Consider this simple equation:
$$ f(x,y,z) = ( x + y ) \times z $$
The goal of this article is to show you how Gorgonia can evaluate the gradient $\nabla f$ with its partial derivatives:
$$ \nabla f = [\frac{\partial f}{\partial x}, \frac{\partial f}{\partial y}, \frac{\partial f}{\partial z}] $$
Using the chain rule, we can compute the gradient value at each step as illustrated here:
For more info on the gradient computation, please read this article from cs231n from Stanford.
We will represent this equation into an exprgraph and see how to ask Gorgonia to compute the gradient.
When the computation is done, each node will hold a dual value that will contain both the actual value and the derivative wrt to x.

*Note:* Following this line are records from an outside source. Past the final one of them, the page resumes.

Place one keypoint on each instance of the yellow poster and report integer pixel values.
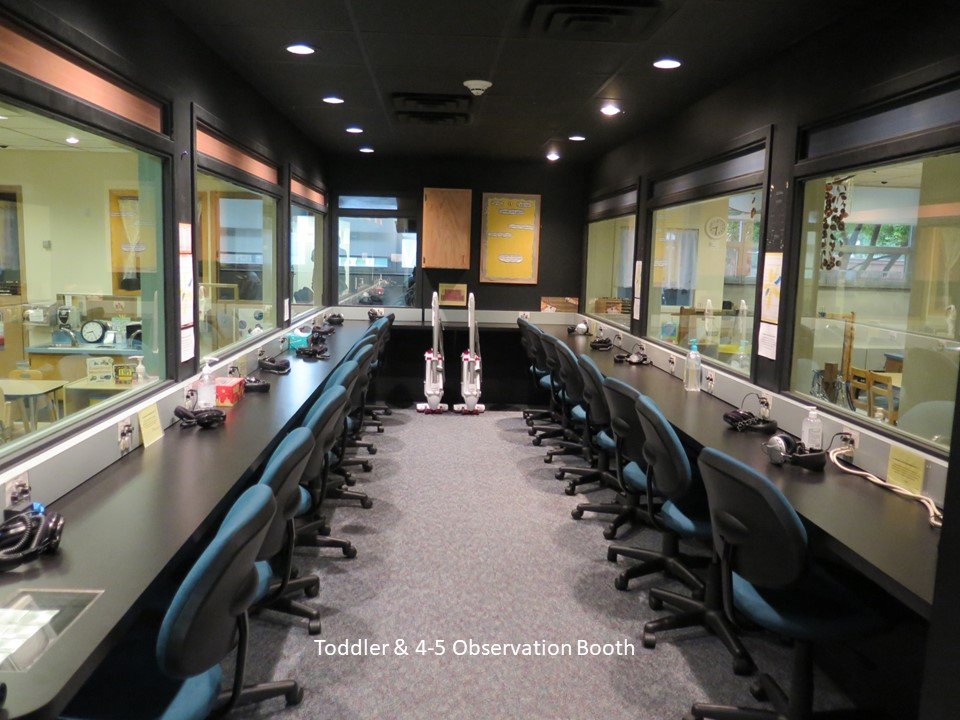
(510, 238)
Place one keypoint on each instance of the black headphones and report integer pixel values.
(277, 367)
(782, 449)
(206, 418)
(27, 536)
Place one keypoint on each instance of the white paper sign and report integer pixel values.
(767, 341)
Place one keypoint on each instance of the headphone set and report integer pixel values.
(782, 449)
(29, 535)
(206, 418)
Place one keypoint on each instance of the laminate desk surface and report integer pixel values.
(128, 522)
(886, 537)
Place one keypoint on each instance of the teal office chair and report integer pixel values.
(276, 583)
(770, 578)
(324, 420)
(176, 675)
(683, 515)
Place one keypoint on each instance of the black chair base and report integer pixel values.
(798, 706)
(670, 561)
(707, 613)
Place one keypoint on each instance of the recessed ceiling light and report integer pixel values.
(300, 49)
(667, 64)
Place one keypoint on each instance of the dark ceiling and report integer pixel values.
(552, 64)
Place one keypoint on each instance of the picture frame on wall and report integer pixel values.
(510, 239)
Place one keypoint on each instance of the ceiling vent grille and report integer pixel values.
(597, 20)
(431, 109)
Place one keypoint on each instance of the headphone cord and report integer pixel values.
(934, 513)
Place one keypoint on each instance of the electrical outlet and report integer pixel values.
(125, 435)
(854, 435)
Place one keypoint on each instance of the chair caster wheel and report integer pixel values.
(295, 697)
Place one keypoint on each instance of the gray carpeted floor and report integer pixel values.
(470, 537)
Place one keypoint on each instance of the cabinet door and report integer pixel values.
(446, 228)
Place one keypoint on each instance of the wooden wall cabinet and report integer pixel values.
(446, 228)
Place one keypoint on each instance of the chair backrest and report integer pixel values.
(671, 474)
(282, 475)
(325, 422)
(569, 372)
(199, 628)
(624, 421)
(756, 532)
(592, 378)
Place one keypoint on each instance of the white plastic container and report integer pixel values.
(691, 370)
(811, 433)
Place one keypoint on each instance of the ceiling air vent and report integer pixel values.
(597, 20)
(430, 109)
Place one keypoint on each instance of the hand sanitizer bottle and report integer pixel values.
(691, 371)
(811, 433)
(207, 386)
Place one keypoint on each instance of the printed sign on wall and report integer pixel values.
(510, 238)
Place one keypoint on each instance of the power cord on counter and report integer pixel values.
(846, 448)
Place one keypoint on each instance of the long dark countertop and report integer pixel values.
(125, 524)
(883, 535)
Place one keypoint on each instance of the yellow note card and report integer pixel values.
(906, 469)
(151, 429)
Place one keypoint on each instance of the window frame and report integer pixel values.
(409, 207)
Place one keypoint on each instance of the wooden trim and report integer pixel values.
(29, 57)
(307, 192)
(212, 146)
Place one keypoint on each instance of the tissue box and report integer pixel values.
(229, 391)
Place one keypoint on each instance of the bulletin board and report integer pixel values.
(510, 239)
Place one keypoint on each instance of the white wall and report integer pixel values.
(66, 202)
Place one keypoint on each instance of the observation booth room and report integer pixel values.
(512, 359)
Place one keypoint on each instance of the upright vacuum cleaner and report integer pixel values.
(470, 371)
(433, 359)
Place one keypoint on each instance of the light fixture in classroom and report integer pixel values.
(667, 64)
(300, 49)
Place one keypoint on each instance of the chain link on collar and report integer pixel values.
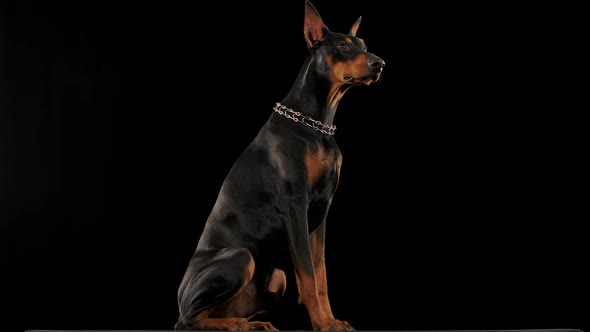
(306, 120)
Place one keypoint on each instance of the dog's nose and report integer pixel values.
(376, 62)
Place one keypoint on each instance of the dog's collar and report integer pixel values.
(306, 120)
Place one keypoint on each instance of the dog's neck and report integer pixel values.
(312, 94)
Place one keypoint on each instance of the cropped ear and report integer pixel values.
(314, 28)
(355, 27)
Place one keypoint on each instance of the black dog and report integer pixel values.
(277, 195)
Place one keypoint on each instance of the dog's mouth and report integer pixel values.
(367, 79)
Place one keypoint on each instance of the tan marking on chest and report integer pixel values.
(317, 162)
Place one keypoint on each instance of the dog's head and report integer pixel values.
(343, 58)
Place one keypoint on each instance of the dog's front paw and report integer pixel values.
(332, 325)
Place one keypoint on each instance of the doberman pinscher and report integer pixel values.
(276, 197)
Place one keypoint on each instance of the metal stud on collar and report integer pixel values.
(306, 120)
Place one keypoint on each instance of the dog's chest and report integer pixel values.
(322, 166)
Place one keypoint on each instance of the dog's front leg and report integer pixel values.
(307, 251)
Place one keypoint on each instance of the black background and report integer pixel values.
(457, 207)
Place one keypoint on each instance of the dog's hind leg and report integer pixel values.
(218, 292)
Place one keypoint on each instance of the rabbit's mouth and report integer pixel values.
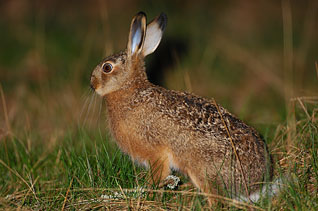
(92, 87)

for example, considering the node x:
var x *gorgonia.Node
Once Gorgonia has evaluated the exprgraph, it is possible to extract the value of x
and the value of the gradient $\frac{\partial f}{\partial x}$ by calling:
xValue := x.Value() // -2
dfdx, _ := x.Grad() // -4, please check for errors in proper code
Let’s see how to do that.
First, let’s create the exprgraph that represents the equation.
If you want more info on this part, please read the hello world tutorial.
g := gorgonia.NewGraph()
var x, y, z *gorgonia.Node
var err error
// define the expression
x = gorgonia.NewScalar(g, gorgonia.Float64, gorgonia.WithName("x"))
y = gorgonia.NewScalar(g, gorgonia.Float64, gorgonia.WithName("y"))
z = gorgonia.NewScalar(g, gorgonia.Float64, gorgonia.WithName("z"))
q, err := gorgonia.Add(x, y)
if err != nil {
log.Fatal(err)
}
result, err := gorgonia.Mul(z, q)
if err != nil {
log.Fatal(err)
}
And set some values:
gorgonia.Let(x, -2.0)
gorgonia.Let(y, 5.0)
gorgonia.Let(z, -4.0)
There are two options to get the gradient:
Automatic differentiation is only possible with the LispMachine. By default, lispmachine performs forward mode and backwards mode execution.
Therefore, calling the RunAll method is enough to get the result.
m := gorgonia.NewLispMachine(g)
defer m.Close()
if err = m.RunAll(); err != nil {
log.fatal(err)
}
The values and gradients can now be extracted:
fmt.Printf("x=%v;y=%v;z=%v\n", x.Value(), y.Value(), z.Value())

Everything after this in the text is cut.